Letting go of self harm – for good.

Today it has been 461 days since I last harmed myself.

This weekend, an old friend of mine came to stay. Recently she has been going through some issues (obviously I will no go into them here as they are her issues and not mine) but to cut a long story short, I want to tell you about something that will rock  your world.

Image courtesy of Julia Pearlman, The Site.Org

On Sunday evening I noticed that familiar pattern of cuts across her forearm. Funnily enough, I wasn’t even looking for it, and if she didn’t bring it to my attention by mentioning the fact she didn’t want to wear short sleeves, I probably wouldn’t have even noticed it at all. The fact that I wasn’t subconsciously scanning her arms for any signs of self harm is a revelation in itself. At some point in the last 12 months I must have stopped this habit, and it makes me wonder why. Perhaps being happy in simply being myself is enough to stop me desperately seeking out others who share my secret shame? Perhaps if you stop cutting for long enough, the need to be in that ‘club’ slowly goes away too?

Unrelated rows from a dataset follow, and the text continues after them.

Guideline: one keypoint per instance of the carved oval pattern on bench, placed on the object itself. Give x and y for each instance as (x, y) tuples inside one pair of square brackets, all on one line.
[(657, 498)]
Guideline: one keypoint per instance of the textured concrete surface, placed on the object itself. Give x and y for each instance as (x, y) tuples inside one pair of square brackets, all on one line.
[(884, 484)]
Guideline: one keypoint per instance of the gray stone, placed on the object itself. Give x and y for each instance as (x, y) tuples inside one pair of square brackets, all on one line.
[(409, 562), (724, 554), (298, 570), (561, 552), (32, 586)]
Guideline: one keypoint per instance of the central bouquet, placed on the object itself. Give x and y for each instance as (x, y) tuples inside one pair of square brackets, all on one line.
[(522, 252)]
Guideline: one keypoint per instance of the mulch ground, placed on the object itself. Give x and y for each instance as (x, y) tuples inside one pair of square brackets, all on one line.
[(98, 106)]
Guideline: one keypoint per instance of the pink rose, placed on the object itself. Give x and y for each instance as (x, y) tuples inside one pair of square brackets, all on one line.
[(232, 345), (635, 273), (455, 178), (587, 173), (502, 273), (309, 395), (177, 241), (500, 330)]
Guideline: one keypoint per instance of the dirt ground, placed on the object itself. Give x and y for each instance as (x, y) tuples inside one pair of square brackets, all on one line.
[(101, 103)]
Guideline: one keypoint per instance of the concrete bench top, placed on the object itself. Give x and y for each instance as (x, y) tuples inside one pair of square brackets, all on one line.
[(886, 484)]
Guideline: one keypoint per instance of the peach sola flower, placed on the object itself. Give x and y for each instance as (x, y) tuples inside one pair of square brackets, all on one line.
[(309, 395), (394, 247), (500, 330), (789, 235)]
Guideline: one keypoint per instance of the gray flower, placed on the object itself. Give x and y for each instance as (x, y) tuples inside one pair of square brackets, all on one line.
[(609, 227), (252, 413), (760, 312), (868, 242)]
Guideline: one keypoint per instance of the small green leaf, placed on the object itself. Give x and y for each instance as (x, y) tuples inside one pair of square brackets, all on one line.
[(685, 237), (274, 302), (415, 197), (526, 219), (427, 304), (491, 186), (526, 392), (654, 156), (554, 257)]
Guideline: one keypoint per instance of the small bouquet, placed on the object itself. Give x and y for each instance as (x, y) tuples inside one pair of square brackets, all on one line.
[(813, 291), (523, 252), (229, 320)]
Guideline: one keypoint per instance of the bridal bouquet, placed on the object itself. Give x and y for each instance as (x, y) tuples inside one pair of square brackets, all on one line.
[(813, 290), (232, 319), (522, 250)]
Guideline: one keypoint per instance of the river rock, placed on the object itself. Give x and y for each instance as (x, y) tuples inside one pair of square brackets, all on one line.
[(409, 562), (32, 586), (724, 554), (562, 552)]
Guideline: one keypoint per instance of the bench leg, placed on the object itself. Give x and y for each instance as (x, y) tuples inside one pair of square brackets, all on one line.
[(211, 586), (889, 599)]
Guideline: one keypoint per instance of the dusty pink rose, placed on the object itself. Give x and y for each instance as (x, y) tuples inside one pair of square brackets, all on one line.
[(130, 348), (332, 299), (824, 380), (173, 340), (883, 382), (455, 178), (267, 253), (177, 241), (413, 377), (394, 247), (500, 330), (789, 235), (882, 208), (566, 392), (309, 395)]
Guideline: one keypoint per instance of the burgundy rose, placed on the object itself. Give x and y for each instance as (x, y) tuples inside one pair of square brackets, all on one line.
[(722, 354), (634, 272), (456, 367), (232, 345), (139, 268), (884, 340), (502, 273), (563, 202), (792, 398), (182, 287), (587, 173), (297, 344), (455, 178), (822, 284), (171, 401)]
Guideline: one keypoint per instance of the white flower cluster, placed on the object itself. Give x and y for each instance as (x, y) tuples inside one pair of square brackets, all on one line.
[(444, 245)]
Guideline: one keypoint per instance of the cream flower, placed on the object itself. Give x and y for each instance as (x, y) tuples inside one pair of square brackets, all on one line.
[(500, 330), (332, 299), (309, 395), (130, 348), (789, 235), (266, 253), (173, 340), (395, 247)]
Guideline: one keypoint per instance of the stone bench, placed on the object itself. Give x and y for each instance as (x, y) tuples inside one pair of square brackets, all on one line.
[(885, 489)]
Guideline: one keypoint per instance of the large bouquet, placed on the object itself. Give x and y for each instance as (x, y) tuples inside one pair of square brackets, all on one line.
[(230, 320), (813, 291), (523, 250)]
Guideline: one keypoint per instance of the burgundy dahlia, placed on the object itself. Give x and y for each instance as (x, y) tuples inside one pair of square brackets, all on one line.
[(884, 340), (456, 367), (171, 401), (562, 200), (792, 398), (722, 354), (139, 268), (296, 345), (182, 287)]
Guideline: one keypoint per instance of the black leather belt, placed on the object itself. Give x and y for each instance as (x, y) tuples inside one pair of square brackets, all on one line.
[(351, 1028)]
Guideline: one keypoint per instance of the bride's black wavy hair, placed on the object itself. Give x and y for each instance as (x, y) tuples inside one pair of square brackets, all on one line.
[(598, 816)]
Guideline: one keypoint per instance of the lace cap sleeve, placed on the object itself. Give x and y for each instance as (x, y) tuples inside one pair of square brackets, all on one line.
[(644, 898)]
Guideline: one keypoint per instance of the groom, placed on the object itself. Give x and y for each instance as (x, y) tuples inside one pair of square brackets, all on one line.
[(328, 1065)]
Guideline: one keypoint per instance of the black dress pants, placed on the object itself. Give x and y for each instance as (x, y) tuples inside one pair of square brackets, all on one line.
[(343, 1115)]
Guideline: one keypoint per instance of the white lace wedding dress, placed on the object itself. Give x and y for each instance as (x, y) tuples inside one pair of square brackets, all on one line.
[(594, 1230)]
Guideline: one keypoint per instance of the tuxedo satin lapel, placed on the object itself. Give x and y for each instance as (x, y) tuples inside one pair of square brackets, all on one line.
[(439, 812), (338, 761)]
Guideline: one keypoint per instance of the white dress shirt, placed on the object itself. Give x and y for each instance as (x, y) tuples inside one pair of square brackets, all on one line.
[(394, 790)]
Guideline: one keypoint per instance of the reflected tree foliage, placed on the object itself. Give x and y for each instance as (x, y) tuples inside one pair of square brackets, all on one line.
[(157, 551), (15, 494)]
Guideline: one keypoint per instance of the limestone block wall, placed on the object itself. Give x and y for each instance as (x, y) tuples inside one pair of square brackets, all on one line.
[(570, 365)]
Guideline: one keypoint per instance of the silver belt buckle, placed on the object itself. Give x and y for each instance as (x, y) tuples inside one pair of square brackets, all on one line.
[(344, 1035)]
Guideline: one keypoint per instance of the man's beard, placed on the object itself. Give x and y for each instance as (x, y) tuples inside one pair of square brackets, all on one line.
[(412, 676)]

The second thing which was equally surprising was my reaction to actually seeing the cuts on her arm, and the way I felt about it. Previously I would find seeing wounds on other peoples arms (particularly fresh cuts) very triggering, and then would struggle with my own intense urges to cut myself. This time – nothing. I felt compassion and empathy for her and her situation, but I felt nothing in terms of my own urges. For the first time since I starting harming myself nearly 14 years ago, I was not triggered by the sight of self harm.

I have been amazed how I have been coping recently with life events such as my Dad’s illness or the death of my Aunt Thelma. I have been so proud of myself, and I believe I am now well on the journey to loving myself, and looking after myself. All through these events I have not given a second thought to self harm, which makes me wonder whether the way my disorder has been treated in the past was the right form of treatment for me after all.

Therapy and medication did nothing to stop my self harming behaviour, however concentrating on improving my quality of life through diet, exercise, hobbies, quality time and a new relationship has appeared to heal me in a way nothing else before has been able to. Perhaps forgetting about the self harm and concentrating on the important basics of life is the best way to treat Borderline. Similar to the phrase, “Look after the pennies and the pounds will look after themselves” – Perhaps improving your quality of life is enough to stop the cutting behaviour once and for all. Perhaps taking away the REASONS for self harm, will take away the behaviour as well.

Don’t get me wrong, I still have ‘down’ days, and struggle with certain things. I know that I need to work on the things I find hard, and will probably spend the rest of my life working on them. I know there will be times where my life may return to darkness, and I need to be prepared for that. However, I fully intend to live my life to the full. I am not willing to waste any time given how much of my life has already been swallowed up by mental illness.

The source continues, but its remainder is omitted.